Battleship Potemkin is a film classic that gets reduced to the Odessa steps sequence. Even if you’ve never seen Battleship Potemkin, you’ve seen that sequence or a reference of it in another movie like The Untouchables. Even though I am fairly certain that I’ve probably seen the entire movie, I decided to watch Battleship Potemkin before it expires on Netflix on October 1st.
I know very little about Russian history, and after watching a film, I usually do a brief bout of research to learn more about the background, production and critical reception of the film. Here are some fun facts that I learned about the movie. Battleship Potemkin is based on a historical event that predated the Bolshevik Revolution. Sergei Eisenstein, the director, believed in montage and not central characters. Battleship Potemkin was consciously a piece of Soviet propaganda. Many of the most memorable moments such as the Odessa steps sequence and throwing a tarp over a group of condemned men came from Eisenstein’s imagination.
But did I like it? Battleship Potemkin is an objectively impressive film, even for a silent film, but I don’t like it for what it accomplished. Battleship Potemkin condemns the dehumanization of the masses by the elite when they make condemned men faceless or act like a machine against women, children and disabled then is guilty of same dehumanization of the elite by only showing legs or their buildings whereas in early sequences, the elite is at least embodied by the ship’s officers and chaplain.

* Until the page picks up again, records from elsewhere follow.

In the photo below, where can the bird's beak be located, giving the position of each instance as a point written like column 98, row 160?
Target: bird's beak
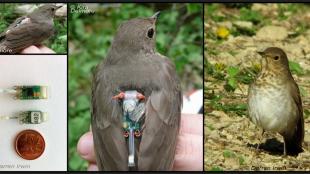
column 58, row 7
column 262, row 53
column 156, row 15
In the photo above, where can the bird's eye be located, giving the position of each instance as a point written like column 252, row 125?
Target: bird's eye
column 150, row 33
column 276, row 58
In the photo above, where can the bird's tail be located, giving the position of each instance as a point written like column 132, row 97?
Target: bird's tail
column 294, row 143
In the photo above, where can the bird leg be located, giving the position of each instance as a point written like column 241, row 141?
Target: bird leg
column 131, row 147
column 131, row 123
column 260, row 140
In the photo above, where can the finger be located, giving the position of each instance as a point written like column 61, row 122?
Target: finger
column 31, row 49
column 85, row 147
column 45, row 49
column 92, row 167
column 191, row 124
column 189, row 153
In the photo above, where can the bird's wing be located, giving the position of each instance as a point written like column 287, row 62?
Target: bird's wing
column 14, row 24
column 299, row 130
column 162, row 121
column 26, row 34
column 106, row 126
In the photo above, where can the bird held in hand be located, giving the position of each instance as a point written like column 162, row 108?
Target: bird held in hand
column 132, row 64
column 274, row 100
column 28, row 30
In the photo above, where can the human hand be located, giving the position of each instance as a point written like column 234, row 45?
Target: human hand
column 189, row 152
column 37, row 50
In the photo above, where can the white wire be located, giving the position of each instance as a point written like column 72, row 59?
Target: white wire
column 8, row 117
column 8, row 91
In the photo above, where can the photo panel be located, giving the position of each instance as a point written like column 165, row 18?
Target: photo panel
column 33, row 28
column 153, row 51
column 33, row 112
column 256, row 62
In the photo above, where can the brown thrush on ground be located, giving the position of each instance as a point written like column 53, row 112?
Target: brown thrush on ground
column 274, row 101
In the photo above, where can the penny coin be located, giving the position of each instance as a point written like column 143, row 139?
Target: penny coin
column 29, row 144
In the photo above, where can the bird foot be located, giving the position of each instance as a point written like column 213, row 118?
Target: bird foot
column 123, row 95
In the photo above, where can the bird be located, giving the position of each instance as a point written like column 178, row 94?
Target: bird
column 132, row 67
column 274, row 101
column 31, row 29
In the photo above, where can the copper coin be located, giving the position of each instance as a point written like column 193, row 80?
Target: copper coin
column 29, row 144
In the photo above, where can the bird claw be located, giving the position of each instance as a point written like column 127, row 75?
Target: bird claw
column 122, row 95
column 119, row 96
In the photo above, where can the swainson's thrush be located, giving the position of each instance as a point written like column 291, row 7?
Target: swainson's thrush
column 133, row 64
column 274, row 100
column 28, row 30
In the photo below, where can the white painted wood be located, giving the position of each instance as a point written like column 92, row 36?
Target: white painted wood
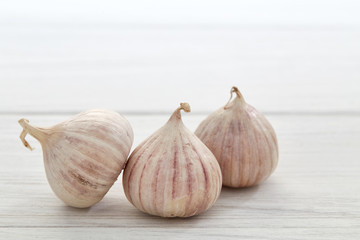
column 314, row 193
column 297, row 61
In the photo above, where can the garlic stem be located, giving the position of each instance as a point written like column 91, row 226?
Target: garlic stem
column 183, row 106
column 239, row 96
column 36, row 132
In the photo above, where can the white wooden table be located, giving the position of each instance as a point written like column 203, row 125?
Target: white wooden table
column 305, row 77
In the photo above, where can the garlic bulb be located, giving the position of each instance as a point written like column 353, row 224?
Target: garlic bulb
column 172, row 173
column 84, row 155
column 243, row 142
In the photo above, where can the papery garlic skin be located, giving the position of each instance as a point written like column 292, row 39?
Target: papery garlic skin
column 172, row 173
column 242, row 140
column 84, row 155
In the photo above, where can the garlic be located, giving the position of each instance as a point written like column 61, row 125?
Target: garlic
column 172, row 173
column 243, row 142
column 84, row 155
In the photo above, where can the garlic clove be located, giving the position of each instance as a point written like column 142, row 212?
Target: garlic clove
column 84, row 155
column 172, row 173
column 242, row 140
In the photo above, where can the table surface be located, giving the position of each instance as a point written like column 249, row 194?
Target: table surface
column 303, row 77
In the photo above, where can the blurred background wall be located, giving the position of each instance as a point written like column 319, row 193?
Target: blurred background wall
column 147, row 56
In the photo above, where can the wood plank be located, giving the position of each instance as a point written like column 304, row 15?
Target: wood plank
column 314, row 193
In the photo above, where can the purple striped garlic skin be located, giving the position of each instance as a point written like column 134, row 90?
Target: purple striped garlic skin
column 242, row 140
column 172, row 173
column 84, row 155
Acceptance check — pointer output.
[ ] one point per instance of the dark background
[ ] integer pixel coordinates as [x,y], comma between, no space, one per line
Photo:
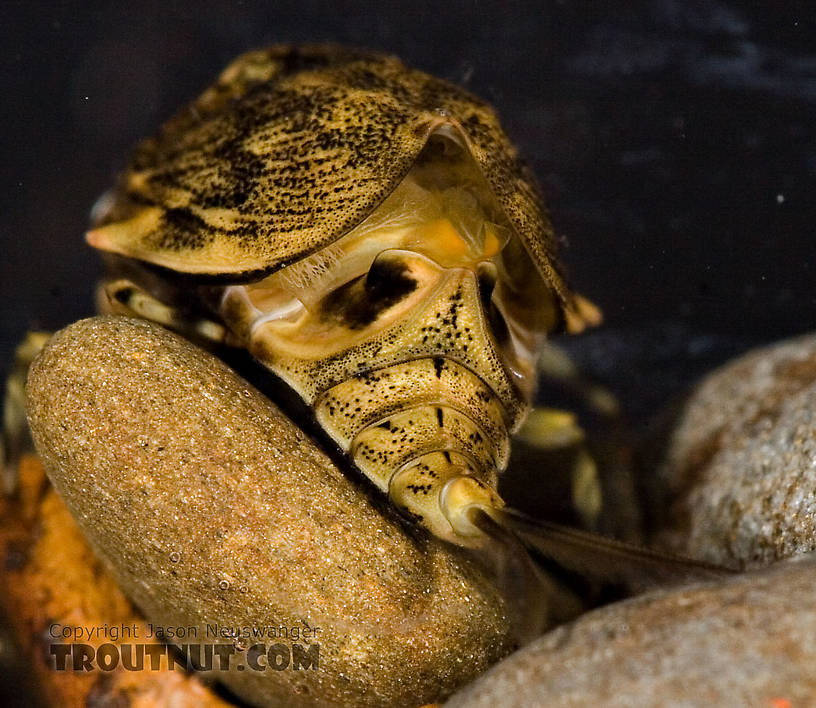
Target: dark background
[675,140]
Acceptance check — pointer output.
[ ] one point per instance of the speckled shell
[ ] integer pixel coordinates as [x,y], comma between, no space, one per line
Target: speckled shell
[292,148]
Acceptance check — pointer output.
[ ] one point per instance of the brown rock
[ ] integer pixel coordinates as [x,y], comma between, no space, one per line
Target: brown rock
[212,508]
[740,472]
[747,641]
[50,579]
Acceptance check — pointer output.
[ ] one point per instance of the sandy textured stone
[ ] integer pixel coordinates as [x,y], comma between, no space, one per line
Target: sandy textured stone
[740,471]
[49,580]
[747,641]
[211,507]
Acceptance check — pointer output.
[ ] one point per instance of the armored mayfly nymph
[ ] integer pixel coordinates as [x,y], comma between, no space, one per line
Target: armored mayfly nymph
[368,233]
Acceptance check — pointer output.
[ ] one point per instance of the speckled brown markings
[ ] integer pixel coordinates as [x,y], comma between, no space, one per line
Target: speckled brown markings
[291,149]
[378,245]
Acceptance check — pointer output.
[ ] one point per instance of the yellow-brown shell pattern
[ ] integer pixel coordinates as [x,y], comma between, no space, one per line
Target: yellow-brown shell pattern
[291,149]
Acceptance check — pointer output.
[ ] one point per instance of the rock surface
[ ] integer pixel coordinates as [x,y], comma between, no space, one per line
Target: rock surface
[747,641]
[50,580]
[740,471]
[210,507]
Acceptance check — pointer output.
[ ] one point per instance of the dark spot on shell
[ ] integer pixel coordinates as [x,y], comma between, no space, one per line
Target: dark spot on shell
[361,301]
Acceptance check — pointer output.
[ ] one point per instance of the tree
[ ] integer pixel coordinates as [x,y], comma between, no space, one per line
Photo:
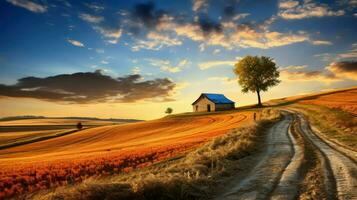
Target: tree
[256,74]
[169,110]
[79,126]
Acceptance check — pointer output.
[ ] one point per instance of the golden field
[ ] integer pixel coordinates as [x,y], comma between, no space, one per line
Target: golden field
[108,150]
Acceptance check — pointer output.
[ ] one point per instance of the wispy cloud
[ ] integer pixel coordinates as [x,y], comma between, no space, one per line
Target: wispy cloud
[95,6]
[349,54]
[344,69]
[216,63]
[91,87]
[29,5]
[155,41]
[199,4]
[136,70]
[335,71]
[111,34]
[75,43]
[295,67]
[296,10]
[288,4]
[222,79]
[321,42]
[91,18]
[165,65]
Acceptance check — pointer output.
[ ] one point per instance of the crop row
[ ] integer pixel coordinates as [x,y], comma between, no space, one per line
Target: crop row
[32,177]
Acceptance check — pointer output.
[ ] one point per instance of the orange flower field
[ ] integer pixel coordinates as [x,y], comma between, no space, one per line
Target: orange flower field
[106,150]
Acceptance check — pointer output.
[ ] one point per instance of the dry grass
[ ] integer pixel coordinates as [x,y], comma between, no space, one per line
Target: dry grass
[190,177]
[345,100]
[311,185]
[54,121]
[333,123]
[107,150]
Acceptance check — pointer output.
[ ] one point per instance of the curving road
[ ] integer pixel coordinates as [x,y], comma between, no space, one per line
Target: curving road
[278,173]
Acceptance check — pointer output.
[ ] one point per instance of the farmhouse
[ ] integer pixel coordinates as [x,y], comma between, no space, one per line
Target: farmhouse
[212,102]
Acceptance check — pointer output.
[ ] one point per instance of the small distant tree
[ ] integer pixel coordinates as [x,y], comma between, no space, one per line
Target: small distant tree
[79,126]
[256,74]
[169,111]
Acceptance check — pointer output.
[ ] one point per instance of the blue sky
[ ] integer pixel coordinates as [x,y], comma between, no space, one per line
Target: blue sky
[165,53]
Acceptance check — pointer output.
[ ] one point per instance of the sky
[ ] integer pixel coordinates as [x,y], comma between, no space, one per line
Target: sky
[133,59]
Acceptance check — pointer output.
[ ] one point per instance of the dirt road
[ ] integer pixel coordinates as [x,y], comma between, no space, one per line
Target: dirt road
[283,168]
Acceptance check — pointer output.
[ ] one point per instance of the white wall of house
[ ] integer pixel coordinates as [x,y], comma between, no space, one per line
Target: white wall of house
[224,107]
[201,105]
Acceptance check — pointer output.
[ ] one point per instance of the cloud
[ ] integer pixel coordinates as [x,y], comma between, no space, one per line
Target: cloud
[75,43]
[91,18]
[295,67]
[146,14]
[289,10]
[29,5]
[288,4]
[321,42]
[232,35]
[316,75]
[335,71]
[215,63]
[111,34]
[136,70]
[222,79]
[349,54]
[90,87]
[95,7]
[199,4]
[216,51]
[165,65]
[155,41]
[347,69]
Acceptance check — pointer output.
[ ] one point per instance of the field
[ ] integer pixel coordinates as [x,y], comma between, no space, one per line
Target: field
[107,150]
[333,113]
[345,100]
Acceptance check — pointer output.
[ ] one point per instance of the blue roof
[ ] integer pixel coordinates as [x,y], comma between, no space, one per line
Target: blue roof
[216,98]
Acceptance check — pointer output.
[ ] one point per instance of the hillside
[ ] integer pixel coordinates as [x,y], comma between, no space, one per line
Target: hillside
[164,132]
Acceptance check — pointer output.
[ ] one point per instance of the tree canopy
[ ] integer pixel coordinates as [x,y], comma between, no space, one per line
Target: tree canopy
[256,74]
[169,110]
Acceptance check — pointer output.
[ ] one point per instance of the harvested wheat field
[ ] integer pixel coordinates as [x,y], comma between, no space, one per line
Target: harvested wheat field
[53,121]
[108,149]
[345,100]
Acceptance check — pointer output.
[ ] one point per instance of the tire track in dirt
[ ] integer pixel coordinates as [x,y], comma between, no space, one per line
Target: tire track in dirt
[288,185]
[282,168]
[265,176]
[344,168]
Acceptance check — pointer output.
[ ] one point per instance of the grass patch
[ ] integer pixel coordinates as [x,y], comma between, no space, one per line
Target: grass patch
[333,123]
[193,176]
[37,139]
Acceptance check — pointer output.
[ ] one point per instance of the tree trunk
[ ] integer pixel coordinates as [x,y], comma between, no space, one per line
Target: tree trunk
[259,102]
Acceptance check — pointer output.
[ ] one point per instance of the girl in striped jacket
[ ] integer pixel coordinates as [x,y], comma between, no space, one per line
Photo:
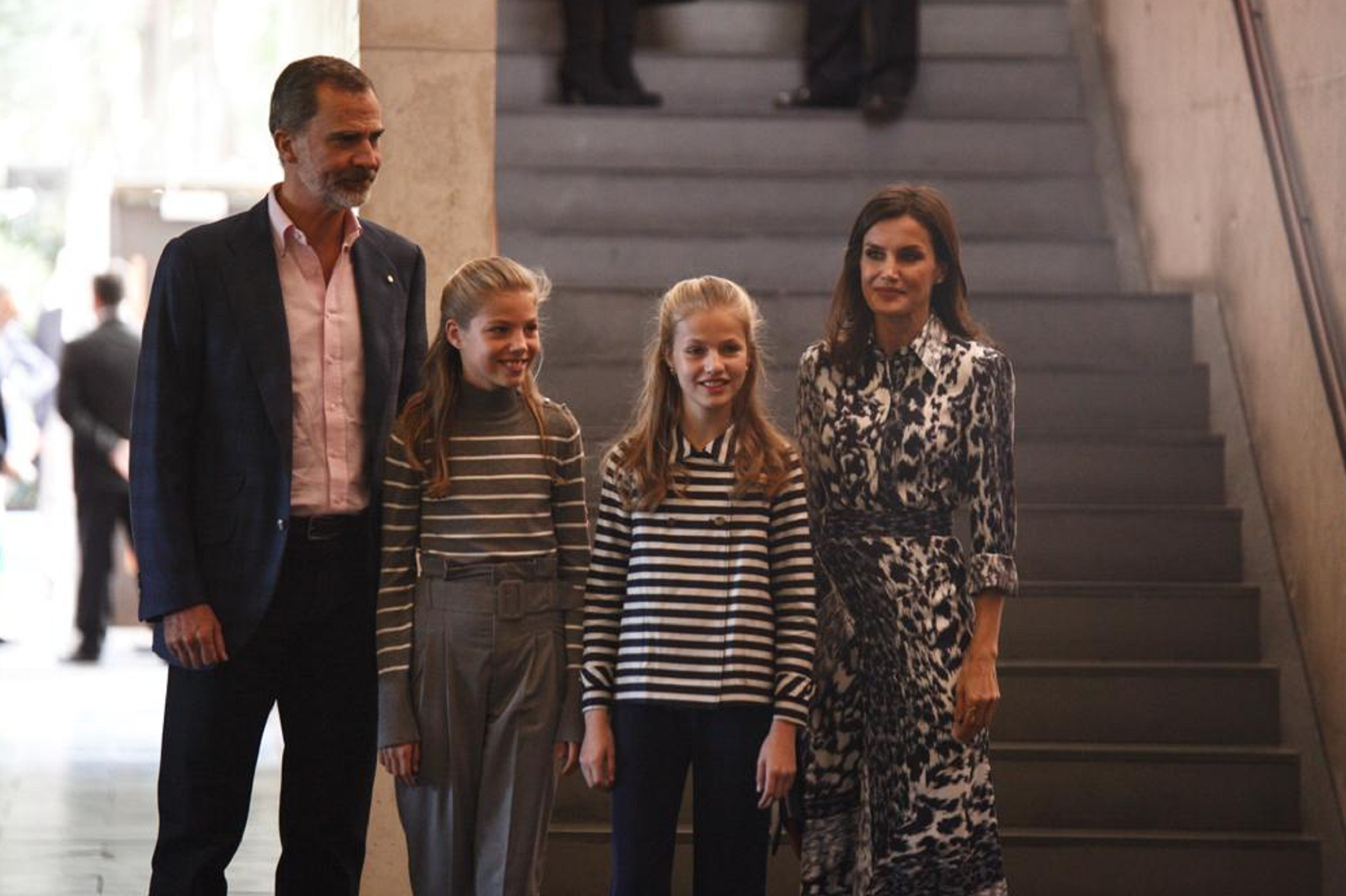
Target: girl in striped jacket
[479,603]
[699,621]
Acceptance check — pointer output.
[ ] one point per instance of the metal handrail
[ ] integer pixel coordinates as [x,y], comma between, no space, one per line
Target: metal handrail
[1313,285]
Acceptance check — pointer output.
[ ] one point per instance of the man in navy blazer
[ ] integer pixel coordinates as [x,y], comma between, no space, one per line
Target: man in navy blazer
[279,346]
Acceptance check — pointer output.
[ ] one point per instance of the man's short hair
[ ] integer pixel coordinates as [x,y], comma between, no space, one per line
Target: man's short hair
[108,289]
[294,100]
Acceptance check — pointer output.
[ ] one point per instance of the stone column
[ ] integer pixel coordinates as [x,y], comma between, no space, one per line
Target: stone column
[434,68]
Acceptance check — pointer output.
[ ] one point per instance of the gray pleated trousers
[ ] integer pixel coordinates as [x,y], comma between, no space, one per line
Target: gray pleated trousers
[488,684]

On one hand, American movies take it to the other extreme by reducing complex social problems into a single villain, but it is similarly problematic and erroneously reductive to make an entire group as a problem/bad and another group as good instead of a systemic and bureaucratic frame of reference that makes one group privileged and another not.
I did enjoy the representation of gas lighting of the crew. The crew claims that the meat is rotten and filled with maggots. Based on a system of rules that requires the blind obedience, instead of receiving common sense input from the lower ranked members of the crew, the leadership and chaplain delegitimize their authority by trying to recharacterize the truth- the food is fine, and the crew is rebellious. Some of the most powerful juxtaposition images of condemnation are directed at religious slogans, the cross, which looks more like a sharp weapon, and the cowardly chaplain who pretends to be unconscious during the battle.
Side note: most of the sailors were buff and hot. The imagery of maintaining the ship was quite sexual. Why so many images of men sleeping at the beginning and the end of Battleship Potemkin?
While I can appreciate its objective brilliance, I would not willingly return for repeat viewing like Vampyr or Metropolis. Still, at 75 mins, Battleship Potemkin is must see viewing for any film lovers who respect their elders.